H-22

789 122 125
                                    

Tzuyu meremas erat-erat surat di kepalan tangannya dengan gemas, lalu melemparkannya ke ujung ruangan. Bola kertas itu memantul sedikit di ujung tempat sampah lalu berguling ke lantai.

Patutkah ia kesal? Bukankah seharusnya dia gembira karena Taehyung berada satu langkah lebih dekat menuju mimpinya? Dia tidak menghiraukan ketukan samar pada pintu kamarnya. Didengarnya pintu berderit terbuka, juga langkah kaki yang berjalan mendekat. Lalisa.

Tzuyu menoleh, bekas air mata masih menodai wajahnya, Lisa mengulurkan sebelah tangan untuk menghapusnya. Dibelainya helaian anak rambut Tzuyu yang menempel di sisi wajahnya yang basah lalu menyelipkannya di balik telinga.

“Kamu marah karena Taehyung akan pergi atau karena dia memutuskan tanpa memberi tahu kamu?” tanyanya lembut.

“Aku marah karena aku jadi orang terakhir yang tahu.” Tzuyu menatap Lisa. “Aku marah sama diri sendiri karena aku egois. Lebih egois lagi karena aku nggak mau dia pergi.”

Raut Lisa berubah muram. “Kita semua nggak mau dia pergi, Yu. Taehyung nggak berani memutuskan kepergiannya karena mikirin kita, terutama kamu. Tapi terkadang kita harus membiarkan dia membuat pilihan yang terbaik.”

Pertanyaannya adalah, yang terbaik untuk siapa?

🎀

Wish #43: saling memiliki, apa pun yang terjadi (Taehyung, Tzuyu, dan Lalisa)

Sudah tengah malam. Taehyung bolak-balik berjalan mengelilingi kamarnya, menghempaskan tubuh di atas tempat tidur, melongok ke luar jendela bahkan mencoba untuk tidur tapi tidak berhasil.

Akhirnya ia menyerah dan menyambar gagang telepon, hampir saja menekan digit-digit angka yang dihafalnya di luar kepala jika tidak menyadari bahwa sudah terlalu malam baginya untuk menelepon. Oh ya, Tzuyu juga sedang marah padanya.

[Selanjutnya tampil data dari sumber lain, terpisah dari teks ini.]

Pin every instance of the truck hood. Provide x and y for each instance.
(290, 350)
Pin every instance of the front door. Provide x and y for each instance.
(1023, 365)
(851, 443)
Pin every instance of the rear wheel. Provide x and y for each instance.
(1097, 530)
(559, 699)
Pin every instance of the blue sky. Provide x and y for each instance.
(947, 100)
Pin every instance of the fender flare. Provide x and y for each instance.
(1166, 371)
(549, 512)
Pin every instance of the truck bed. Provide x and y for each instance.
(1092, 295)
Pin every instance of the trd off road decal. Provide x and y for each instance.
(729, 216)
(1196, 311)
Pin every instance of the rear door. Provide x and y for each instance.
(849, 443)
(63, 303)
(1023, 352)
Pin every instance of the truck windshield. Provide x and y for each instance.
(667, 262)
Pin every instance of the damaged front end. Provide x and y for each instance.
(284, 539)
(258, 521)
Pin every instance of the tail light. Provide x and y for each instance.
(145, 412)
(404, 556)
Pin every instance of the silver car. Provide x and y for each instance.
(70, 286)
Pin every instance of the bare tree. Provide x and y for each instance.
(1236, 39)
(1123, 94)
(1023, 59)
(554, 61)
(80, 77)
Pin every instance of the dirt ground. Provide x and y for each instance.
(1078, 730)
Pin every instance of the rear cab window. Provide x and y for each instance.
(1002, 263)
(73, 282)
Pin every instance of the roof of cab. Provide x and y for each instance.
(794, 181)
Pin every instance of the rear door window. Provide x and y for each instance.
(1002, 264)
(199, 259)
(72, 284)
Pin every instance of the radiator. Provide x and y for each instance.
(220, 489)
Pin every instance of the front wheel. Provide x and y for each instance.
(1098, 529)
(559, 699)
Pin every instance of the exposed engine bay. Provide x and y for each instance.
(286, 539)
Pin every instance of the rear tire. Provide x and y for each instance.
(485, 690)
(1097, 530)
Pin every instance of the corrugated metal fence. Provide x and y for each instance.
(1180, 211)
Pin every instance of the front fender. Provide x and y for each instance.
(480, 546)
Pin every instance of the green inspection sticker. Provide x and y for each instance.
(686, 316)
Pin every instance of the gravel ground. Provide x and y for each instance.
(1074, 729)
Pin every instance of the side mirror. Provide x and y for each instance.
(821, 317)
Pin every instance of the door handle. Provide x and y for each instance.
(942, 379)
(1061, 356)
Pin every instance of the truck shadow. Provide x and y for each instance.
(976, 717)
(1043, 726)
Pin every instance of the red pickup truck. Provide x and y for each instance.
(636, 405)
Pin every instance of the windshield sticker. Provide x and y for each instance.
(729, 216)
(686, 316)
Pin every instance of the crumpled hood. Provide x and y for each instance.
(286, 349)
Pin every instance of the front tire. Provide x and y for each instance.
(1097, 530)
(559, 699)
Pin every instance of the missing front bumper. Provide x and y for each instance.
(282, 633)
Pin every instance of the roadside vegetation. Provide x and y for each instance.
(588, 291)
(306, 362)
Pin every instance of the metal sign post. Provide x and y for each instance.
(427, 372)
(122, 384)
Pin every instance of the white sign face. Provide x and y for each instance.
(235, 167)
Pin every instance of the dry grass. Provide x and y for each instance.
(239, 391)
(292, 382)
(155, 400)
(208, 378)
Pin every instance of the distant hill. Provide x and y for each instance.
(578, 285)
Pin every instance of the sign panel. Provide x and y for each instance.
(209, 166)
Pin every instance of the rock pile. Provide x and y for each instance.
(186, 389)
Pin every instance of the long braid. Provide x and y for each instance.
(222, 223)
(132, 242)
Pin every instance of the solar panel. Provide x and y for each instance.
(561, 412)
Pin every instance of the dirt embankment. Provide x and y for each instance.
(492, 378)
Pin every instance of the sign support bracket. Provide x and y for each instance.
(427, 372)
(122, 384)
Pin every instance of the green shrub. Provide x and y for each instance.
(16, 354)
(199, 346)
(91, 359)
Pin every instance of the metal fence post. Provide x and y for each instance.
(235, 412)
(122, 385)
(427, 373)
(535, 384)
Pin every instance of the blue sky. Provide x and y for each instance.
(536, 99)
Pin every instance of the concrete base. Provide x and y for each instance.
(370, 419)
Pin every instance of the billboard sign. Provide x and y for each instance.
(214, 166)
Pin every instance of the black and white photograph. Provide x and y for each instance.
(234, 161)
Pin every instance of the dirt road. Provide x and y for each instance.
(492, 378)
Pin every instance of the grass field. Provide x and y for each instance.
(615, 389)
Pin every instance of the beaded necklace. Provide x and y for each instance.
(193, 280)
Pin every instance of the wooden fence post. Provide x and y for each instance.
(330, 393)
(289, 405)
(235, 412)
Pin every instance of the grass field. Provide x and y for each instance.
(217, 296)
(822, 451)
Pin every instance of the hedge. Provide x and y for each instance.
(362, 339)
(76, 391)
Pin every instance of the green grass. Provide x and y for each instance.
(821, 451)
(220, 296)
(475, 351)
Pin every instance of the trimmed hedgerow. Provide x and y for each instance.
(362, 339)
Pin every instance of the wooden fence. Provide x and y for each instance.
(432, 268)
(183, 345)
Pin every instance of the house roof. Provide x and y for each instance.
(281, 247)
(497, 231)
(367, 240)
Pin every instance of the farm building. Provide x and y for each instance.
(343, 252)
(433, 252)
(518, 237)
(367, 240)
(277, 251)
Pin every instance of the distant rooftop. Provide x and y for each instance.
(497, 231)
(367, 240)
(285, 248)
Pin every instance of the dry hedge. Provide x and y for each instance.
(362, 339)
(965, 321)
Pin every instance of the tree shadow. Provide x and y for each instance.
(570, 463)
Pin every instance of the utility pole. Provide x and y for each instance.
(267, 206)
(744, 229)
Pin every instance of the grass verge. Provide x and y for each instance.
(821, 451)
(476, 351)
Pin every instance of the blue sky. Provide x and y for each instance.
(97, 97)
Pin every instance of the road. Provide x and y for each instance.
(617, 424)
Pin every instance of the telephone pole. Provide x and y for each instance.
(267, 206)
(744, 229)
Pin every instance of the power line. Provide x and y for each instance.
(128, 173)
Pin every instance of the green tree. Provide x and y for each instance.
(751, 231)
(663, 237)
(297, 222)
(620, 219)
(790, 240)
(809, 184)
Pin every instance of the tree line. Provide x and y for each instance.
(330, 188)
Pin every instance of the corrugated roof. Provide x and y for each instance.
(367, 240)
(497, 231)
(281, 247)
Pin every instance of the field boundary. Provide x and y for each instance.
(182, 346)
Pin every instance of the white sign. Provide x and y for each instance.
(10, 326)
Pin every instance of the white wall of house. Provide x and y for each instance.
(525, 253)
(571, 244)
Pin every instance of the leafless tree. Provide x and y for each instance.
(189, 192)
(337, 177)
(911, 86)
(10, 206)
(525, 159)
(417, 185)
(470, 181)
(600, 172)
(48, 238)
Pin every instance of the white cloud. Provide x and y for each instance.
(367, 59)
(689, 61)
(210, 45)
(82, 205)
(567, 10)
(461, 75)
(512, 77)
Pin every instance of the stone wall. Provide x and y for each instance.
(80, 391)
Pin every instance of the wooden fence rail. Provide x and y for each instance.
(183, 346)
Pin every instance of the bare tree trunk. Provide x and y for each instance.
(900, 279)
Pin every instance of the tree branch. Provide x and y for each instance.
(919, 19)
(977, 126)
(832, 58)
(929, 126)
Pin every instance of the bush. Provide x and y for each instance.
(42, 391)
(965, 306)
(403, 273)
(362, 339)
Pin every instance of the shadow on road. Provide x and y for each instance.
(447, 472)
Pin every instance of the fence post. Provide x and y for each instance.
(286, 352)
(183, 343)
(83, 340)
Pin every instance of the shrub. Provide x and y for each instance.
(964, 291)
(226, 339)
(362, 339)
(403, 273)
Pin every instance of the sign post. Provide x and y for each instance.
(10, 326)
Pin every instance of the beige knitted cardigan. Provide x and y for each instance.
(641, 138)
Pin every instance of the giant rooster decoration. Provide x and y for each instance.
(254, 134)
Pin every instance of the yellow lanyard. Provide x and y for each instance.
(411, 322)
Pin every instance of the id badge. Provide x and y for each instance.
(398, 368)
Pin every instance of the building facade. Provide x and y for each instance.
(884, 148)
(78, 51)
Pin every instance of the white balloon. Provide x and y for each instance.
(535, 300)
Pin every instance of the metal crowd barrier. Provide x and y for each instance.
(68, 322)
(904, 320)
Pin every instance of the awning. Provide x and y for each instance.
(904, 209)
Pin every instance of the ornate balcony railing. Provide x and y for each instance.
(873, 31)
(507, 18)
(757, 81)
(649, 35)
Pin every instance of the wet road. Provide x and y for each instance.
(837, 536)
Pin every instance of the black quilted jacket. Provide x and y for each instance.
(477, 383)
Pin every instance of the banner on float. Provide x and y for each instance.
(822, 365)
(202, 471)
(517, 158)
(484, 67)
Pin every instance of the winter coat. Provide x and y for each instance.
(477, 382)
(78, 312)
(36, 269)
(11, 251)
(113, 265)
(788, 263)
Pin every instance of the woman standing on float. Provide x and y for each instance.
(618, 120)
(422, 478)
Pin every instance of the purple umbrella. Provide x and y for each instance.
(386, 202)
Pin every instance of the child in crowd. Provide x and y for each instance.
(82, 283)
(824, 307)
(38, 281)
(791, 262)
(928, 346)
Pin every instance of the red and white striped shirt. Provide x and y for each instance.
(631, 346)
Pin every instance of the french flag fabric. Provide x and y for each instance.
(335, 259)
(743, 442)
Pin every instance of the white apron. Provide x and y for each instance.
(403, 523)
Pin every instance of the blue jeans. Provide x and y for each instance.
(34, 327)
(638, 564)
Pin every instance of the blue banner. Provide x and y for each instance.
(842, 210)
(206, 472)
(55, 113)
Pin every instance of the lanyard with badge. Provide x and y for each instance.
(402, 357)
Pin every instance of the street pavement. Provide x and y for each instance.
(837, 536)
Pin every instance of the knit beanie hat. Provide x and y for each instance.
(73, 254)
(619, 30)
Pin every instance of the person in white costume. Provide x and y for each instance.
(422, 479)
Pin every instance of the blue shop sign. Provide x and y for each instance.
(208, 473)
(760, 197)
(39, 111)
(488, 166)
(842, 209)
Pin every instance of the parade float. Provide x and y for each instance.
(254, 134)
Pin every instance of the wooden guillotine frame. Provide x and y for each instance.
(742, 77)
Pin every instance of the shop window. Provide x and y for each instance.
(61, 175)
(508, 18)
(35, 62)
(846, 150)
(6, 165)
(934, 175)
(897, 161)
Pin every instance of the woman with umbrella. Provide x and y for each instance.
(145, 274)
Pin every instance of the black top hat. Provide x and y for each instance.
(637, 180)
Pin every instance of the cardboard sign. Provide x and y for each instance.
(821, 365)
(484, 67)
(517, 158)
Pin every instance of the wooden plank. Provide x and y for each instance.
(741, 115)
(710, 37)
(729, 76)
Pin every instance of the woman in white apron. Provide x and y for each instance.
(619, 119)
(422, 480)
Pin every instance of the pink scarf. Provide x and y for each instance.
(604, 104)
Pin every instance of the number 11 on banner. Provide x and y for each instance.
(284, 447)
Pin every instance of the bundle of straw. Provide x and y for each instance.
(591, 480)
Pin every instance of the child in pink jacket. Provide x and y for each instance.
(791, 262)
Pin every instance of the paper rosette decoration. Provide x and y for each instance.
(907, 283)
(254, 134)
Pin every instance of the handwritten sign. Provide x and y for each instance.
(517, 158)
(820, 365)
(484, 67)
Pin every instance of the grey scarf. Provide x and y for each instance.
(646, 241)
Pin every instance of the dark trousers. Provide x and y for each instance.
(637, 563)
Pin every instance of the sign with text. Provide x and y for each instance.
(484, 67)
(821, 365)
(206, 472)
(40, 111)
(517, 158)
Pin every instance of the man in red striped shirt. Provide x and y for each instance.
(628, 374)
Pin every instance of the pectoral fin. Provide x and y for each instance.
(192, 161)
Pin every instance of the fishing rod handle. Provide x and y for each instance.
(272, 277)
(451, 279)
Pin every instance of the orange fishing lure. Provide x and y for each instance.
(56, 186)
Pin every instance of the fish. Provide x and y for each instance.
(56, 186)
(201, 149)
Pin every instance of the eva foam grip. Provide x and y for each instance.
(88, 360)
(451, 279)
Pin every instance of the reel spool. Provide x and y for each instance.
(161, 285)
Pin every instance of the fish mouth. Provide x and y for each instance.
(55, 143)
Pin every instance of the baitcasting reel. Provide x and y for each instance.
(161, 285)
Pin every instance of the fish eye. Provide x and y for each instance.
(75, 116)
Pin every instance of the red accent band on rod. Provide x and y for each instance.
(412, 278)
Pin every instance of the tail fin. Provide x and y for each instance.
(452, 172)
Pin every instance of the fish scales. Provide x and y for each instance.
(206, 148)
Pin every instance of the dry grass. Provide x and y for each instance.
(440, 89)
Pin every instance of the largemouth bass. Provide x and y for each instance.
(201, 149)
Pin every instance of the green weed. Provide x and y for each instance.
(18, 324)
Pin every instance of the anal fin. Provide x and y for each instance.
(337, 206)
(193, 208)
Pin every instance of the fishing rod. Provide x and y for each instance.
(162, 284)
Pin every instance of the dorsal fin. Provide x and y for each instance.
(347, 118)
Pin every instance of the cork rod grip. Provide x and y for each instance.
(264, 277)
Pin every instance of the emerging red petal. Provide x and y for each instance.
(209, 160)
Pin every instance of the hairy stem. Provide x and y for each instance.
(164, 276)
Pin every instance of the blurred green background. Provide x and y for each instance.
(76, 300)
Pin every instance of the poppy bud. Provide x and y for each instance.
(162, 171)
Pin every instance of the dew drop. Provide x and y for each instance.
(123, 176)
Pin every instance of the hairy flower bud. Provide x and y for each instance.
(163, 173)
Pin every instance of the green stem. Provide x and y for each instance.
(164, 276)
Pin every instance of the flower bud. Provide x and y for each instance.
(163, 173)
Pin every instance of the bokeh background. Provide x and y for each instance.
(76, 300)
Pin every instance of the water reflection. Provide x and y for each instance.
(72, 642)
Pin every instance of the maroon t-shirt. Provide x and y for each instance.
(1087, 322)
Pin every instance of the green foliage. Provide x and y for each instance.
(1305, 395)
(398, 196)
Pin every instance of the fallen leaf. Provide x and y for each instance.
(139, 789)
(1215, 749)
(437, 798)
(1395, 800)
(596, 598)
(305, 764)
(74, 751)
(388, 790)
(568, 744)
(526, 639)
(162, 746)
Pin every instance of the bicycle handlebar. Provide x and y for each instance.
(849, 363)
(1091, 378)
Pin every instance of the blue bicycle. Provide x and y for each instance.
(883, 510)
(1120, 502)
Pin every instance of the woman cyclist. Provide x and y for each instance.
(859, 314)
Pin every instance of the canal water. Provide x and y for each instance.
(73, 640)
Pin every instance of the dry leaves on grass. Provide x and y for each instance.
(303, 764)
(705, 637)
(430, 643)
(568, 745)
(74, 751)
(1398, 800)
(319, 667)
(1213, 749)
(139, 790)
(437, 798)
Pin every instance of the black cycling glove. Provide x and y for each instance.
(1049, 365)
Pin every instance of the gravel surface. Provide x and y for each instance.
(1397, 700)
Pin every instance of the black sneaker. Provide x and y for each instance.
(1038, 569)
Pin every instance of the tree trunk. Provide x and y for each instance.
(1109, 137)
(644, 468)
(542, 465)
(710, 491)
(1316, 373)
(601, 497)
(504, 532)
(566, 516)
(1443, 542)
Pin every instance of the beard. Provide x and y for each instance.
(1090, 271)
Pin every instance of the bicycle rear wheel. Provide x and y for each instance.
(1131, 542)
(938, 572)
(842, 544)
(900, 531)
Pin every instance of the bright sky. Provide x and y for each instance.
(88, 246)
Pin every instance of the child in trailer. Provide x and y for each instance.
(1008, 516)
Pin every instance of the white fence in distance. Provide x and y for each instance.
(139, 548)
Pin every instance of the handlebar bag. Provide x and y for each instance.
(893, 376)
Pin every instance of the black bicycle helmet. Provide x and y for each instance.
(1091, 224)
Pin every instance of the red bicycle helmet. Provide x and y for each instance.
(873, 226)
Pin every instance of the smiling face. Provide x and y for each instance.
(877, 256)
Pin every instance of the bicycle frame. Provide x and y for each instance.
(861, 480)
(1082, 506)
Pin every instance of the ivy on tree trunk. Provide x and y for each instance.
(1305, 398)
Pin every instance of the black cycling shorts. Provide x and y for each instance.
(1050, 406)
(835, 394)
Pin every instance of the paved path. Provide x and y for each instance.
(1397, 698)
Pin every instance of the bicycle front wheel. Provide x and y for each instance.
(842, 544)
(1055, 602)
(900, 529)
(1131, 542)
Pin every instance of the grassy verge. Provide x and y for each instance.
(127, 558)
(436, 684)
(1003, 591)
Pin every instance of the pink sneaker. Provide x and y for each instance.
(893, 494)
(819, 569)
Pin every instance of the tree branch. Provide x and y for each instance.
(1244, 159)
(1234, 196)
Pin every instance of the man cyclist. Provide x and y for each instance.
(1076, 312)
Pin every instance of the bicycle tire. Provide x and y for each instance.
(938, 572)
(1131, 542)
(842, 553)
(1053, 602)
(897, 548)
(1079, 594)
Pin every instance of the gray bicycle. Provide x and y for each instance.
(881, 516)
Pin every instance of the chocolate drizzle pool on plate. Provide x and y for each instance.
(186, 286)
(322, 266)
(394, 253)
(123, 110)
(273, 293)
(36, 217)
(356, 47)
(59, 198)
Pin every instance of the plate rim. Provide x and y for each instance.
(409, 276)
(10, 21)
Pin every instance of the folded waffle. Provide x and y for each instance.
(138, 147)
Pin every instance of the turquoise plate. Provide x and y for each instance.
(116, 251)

Frustasi karena insomnia dan rasa tidak nyaman yang menyesakkan dada, Taehyung bangkit lalu berjalan ke luar melalui pintu belakang di dapur. Tiba-tiba saja ia ingin melompat-lompat di atas trampolin, sekedar untuk melampiaskan kekesalannya.

Taehyung tidak menyangka akan menemukan Tzuyu disana, mengenakan setelan piyama putih dengan corak kelinci, berbalut selimut perca yang selalu dipakainya setiap malam. Tzuyu tampak terkejut juga ketika melihatnya tapi tidak ingin berkata-kata, hanya menatapnya dingin.

“Ngapain kamu malam-malam di sini sendirian?” Pertanyaan itu terdengar kasar padahal Taehyung tidak bermaksud begitu.

“Mau ngerasain gimana rasanya duduk sendirian di sini setelah kamu pergi nanti.”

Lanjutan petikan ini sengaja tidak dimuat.